Our emotions at work are essential to our well-being and effectiveness, yet they also have the power to undermine us. Understanding where they come from and how to manage them can help all of us become happier and more effective.
Summary by The World of Work Project
Why do we have Emotions?
Emotions are life-savers. They physically and mentally prepare us for what our minds expect the future to hold. For example, fear moves our blood to large muscles so we can run more effectively to escape threats. Similarly, grief slows us down so we’re less likely to put ourselves in dangerous situations.
Emotions clearly play a vital role in our day to day lives. However, they can at times be unhelpful. More negative emotions like fear and anger can be hugely detrimental in the work place. This is because emotions like this make it hard to concentrate on tasks. They also increase the likelihood of individuals making decisions or taking actions they may later regret.
Where do they Come From?
All of our thoughts and emotions are the result of our brain activity.
Our thinking and planning activities are controlled by part of the brain called the neocortex. It’s located towards the front of our brains. As its name suggests, it’s quite new, at least in evolutionary terms. This is the part of our brain that’s rational and help us logically work our way through problems.
Our emotional activities are controlled by a different and older part of our brains called the limbic system. It’s located towards the middle of our brains. The limbic system has several different parts to it, including the Amygdala and the Hippocampus. The Amygdala helps govern our emotions) and the Hippocampus helps with our memory.
Crudely speaking, our limbic system creates our emotions by reviewing input signals (sight, sound, smell, etc) and comparing them with our memories of similar sets of signals. If our limbic system matches our current signals with a prior memory, it will lead us to release hormones that will help us respond to that prior situation. Most of the time this is quite a subtle process. We don’t usually particularly notice our emotions and we can think and act rationally using our neocortex.
Sometimes though, our limbic system will match our current sensory input with negative prior memory. It might identify a threat, either physical or psychological (such as from the SCARF model). An example of a non physical threat could be receiving feedback that we don’t like.
If the limbic system identifies a threat it will start the brain’s threat response system. When this happens it becomes very hard to continue working well.
Emotions at Work
Knowing about our emotions helps us have a better understanding of why we’re feeling the way we’re feeling at any moment in time. This knowledge, in turn, helps us temper our actions and decisions, if we believe our emotions are leading us to behave irrationally or unhelpfully.
Of course, knowing about our emotions alone isn’t enough. Understanding why we have emotions and where they come from helps. But, if we are to become happier and more effective, we also need to be better at being aware of our own emotions. This awareness is known as “metamood“. We also need to get better at managing our emotions though improving our “emotional intelligence“.

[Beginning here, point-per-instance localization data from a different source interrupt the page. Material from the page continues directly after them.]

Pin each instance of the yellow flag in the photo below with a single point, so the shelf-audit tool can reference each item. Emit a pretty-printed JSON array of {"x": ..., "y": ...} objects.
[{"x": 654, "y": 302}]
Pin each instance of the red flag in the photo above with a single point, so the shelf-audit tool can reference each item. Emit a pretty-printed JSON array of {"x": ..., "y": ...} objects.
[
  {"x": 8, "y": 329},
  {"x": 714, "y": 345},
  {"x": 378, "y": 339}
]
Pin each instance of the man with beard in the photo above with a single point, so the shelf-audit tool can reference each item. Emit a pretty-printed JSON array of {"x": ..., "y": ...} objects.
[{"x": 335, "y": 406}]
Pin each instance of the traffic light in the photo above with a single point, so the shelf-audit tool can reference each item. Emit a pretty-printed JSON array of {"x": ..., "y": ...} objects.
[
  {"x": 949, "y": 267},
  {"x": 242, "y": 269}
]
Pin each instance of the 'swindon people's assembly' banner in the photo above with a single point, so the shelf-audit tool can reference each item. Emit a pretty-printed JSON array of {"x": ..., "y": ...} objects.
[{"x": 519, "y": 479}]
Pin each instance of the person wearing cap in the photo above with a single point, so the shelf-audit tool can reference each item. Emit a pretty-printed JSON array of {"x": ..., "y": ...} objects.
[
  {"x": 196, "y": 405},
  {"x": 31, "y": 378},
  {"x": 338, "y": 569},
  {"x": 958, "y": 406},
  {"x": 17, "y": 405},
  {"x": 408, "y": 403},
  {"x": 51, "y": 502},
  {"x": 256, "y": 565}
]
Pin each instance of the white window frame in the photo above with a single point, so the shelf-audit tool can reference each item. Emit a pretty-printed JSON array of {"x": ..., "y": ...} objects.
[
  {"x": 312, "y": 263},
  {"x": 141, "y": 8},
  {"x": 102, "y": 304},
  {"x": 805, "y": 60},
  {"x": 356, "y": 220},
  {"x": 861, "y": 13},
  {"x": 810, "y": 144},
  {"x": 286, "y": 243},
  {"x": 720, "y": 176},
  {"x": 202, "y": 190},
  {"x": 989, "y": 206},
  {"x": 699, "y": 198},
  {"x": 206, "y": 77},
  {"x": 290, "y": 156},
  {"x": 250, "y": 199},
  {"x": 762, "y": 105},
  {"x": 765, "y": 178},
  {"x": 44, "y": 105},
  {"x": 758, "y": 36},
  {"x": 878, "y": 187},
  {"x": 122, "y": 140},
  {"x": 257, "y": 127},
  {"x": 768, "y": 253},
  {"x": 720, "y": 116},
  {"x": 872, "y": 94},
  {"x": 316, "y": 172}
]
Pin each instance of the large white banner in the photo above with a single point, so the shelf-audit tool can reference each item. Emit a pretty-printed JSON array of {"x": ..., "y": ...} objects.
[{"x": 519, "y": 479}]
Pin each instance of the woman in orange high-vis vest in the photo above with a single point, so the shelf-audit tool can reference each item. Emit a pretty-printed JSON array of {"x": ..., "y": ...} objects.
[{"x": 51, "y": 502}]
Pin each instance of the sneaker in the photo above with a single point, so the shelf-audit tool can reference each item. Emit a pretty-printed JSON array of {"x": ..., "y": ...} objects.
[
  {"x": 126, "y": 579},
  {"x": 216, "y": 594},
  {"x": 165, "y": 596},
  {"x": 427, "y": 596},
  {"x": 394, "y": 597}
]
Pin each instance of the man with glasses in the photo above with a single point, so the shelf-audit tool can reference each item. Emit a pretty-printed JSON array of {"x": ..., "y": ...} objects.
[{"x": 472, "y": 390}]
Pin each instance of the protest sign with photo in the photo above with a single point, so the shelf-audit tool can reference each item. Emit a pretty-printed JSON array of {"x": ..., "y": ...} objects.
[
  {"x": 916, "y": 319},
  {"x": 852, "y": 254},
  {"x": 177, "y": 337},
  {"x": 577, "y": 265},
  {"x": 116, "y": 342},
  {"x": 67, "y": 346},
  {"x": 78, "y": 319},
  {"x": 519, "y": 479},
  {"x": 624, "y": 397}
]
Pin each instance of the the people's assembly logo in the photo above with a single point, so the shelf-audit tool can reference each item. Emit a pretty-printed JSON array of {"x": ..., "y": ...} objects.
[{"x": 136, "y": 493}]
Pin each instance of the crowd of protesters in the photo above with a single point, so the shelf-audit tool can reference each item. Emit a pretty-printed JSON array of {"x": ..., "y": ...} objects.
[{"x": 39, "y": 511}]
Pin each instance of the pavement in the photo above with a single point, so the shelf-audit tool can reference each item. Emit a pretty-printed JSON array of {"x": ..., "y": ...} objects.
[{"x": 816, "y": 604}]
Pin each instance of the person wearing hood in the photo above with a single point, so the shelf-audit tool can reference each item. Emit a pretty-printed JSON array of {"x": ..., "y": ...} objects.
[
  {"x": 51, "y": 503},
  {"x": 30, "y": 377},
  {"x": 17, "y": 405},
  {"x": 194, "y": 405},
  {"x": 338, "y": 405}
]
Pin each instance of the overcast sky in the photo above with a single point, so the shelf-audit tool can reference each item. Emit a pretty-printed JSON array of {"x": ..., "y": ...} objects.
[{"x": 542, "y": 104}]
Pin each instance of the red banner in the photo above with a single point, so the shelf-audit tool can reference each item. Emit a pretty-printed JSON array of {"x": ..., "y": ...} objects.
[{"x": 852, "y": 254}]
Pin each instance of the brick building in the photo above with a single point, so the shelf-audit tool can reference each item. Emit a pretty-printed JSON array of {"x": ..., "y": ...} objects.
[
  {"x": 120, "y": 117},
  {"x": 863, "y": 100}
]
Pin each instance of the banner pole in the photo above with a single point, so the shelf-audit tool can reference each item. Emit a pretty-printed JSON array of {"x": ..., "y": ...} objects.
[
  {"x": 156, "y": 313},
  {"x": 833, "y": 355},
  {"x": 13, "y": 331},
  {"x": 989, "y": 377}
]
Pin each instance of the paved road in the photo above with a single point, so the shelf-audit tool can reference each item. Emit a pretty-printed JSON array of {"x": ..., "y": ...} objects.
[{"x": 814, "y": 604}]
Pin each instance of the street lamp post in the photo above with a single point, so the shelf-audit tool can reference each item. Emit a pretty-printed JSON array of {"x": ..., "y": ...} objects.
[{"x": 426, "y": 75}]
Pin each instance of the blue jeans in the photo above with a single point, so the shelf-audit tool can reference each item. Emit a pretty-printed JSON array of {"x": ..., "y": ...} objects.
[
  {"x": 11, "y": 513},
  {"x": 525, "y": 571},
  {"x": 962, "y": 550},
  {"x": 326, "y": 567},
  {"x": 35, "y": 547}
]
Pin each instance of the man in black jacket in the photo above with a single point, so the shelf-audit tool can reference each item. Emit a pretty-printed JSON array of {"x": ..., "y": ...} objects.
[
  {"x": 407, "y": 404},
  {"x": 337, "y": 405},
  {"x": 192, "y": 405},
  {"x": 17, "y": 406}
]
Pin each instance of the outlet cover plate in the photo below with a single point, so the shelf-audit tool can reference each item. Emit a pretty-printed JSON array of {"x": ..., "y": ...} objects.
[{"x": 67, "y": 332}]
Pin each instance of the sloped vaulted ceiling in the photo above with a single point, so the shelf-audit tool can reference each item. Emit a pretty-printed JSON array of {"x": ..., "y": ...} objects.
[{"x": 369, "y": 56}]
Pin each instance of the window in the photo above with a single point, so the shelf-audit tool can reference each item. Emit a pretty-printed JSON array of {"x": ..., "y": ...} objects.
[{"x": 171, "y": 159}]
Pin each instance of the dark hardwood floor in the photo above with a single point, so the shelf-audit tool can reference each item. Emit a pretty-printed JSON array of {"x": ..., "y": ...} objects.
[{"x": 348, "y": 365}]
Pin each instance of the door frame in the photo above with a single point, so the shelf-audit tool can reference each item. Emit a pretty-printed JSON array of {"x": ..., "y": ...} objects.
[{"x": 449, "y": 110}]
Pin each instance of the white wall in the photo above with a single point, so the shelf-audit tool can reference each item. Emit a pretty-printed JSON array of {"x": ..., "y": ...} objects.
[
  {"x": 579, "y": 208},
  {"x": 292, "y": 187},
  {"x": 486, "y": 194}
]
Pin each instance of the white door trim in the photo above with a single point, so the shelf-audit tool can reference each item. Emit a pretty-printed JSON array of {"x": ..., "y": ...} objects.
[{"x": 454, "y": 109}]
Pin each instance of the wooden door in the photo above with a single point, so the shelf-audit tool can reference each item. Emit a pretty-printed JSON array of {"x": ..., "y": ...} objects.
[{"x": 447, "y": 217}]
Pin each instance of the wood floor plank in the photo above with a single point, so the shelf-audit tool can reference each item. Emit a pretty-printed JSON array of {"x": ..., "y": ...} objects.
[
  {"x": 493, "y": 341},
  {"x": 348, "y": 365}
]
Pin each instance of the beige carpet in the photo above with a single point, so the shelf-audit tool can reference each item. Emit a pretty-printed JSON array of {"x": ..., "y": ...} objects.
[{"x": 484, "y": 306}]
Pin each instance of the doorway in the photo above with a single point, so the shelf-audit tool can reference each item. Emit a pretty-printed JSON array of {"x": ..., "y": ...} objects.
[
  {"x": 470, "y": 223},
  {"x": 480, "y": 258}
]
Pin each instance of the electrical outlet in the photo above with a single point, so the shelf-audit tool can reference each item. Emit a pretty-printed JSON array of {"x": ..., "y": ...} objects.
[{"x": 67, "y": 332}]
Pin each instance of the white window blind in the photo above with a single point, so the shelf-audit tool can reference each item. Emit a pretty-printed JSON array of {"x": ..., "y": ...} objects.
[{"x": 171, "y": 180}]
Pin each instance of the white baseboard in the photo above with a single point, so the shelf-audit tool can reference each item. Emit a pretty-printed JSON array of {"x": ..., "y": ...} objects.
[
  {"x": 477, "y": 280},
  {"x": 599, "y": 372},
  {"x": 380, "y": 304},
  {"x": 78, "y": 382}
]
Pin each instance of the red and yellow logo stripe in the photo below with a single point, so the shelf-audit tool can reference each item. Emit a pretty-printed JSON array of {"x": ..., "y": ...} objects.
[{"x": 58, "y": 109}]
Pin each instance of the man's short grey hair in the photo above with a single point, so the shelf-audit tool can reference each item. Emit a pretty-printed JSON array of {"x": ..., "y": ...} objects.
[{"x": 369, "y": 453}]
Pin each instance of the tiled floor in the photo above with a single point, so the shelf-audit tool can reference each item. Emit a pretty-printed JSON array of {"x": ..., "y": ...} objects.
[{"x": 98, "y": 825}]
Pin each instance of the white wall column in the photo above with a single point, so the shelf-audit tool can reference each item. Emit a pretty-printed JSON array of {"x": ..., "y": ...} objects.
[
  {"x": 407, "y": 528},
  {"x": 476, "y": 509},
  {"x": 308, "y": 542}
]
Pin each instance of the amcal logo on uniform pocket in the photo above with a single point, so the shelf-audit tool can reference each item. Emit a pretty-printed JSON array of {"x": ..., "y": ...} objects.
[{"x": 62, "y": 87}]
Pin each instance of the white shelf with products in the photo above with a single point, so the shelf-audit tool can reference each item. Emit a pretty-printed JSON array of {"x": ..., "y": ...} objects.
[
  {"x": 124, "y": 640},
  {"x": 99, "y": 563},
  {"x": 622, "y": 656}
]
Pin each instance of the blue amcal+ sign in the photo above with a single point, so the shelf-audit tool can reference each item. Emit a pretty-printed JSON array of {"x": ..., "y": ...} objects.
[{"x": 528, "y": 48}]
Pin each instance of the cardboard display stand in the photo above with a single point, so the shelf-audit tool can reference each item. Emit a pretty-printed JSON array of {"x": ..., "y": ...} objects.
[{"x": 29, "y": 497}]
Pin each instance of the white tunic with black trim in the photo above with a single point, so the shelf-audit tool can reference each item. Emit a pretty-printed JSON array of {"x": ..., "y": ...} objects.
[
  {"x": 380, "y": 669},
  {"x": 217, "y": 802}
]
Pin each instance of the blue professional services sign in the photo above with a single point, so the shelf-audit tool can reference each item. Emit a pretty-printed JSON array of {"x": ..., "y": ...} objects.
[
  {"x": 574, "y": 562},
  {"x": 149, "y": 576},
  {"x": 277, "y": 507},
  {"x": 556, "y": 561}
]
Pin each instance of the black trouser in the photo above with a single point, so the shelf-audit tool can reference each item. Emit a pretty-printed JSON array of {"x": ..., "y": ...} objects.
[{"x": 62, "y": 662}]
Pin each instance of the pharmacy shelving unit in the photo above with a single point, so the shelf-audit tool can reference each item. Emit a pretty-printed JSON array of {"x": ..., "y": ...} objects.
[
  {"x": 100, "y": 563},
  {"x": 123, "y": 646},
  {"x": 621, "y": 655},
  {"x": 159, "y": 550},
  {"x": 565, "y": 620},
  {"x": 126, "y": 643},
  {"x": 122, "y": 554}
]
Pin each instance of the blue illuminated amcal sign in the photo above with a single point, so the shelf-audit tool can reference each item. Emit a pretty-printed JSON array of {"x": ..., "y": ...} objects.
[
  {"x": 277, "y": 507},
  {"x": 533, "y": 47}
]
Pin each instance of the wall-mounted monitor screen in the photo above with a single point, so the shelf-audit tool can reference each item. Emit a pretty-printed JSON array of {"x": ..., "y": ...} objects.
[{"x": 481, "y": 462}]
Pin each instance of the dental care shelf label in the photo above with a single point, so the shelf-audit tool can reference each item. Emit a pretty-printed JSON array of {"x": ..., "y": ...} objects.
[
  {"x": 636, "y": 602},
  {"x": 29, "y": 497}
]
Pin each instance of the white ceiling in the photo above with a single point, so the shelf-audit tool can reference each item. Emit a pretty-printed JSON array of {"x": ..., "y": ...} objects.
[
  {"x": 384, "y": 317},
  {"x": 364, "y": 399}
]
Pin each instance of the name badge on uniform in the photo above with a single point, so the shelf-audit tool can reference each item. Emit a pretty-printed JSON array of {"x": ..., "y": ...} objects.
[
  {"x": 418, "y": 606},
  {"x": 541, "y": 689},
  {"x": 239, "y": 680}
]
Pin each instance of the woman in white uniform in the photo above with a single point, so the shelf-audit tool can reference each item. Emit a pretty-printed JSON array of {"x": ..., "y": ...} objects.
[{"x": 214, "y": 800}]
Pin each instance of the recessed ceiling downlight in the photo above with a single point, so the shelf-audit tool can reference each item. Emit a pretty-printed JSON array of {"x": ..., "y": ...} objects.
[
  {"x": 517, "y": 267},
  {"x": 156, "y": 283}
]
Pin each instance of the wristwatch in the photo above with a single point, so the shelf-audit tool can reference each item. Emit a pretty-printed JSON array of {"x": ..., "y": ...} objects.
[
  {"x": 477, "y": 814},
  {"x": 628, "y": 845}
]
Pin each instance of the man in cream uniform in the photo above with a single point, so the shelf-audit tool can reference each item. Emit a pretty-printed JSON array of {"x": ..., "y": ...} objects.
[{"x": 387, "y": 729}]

The brain is a fascinating thing and hugely affects our working experiences. The basics of brain anatomy may be helpful to be aware of. For example, sometimes our fight or flight response kicks in and overwhelms us. Similarly, the cognitive biases we have and our dual process ways of thinking might be of interest.
It’s worth noting that emotions can lead to social pain as well, which has similar impacts on the brain as physical pain. You can learn more about it in our podcast on the topic:
The World of Work Project View
In our view, emotions are one of the most important factors in well-being and happiness (which of course is an emotion), and in effectiveness.
We regularly have seen individuals and leaders who have a great level of underlying talent or ability, but who do not have the emotional understanding or self regulation required to work well with others. Where this is the case, they fail to fulfill their potential and are often frustrated in their work.
Increasingly, as more and more routine and process oriented tasks are automated, “softer” skills based on emotion are becoming more and more essential in the work place.
Understanding your emotions and developing as a person is a key part of any personal or leadership development program. We recommend that everyone invests time in this area.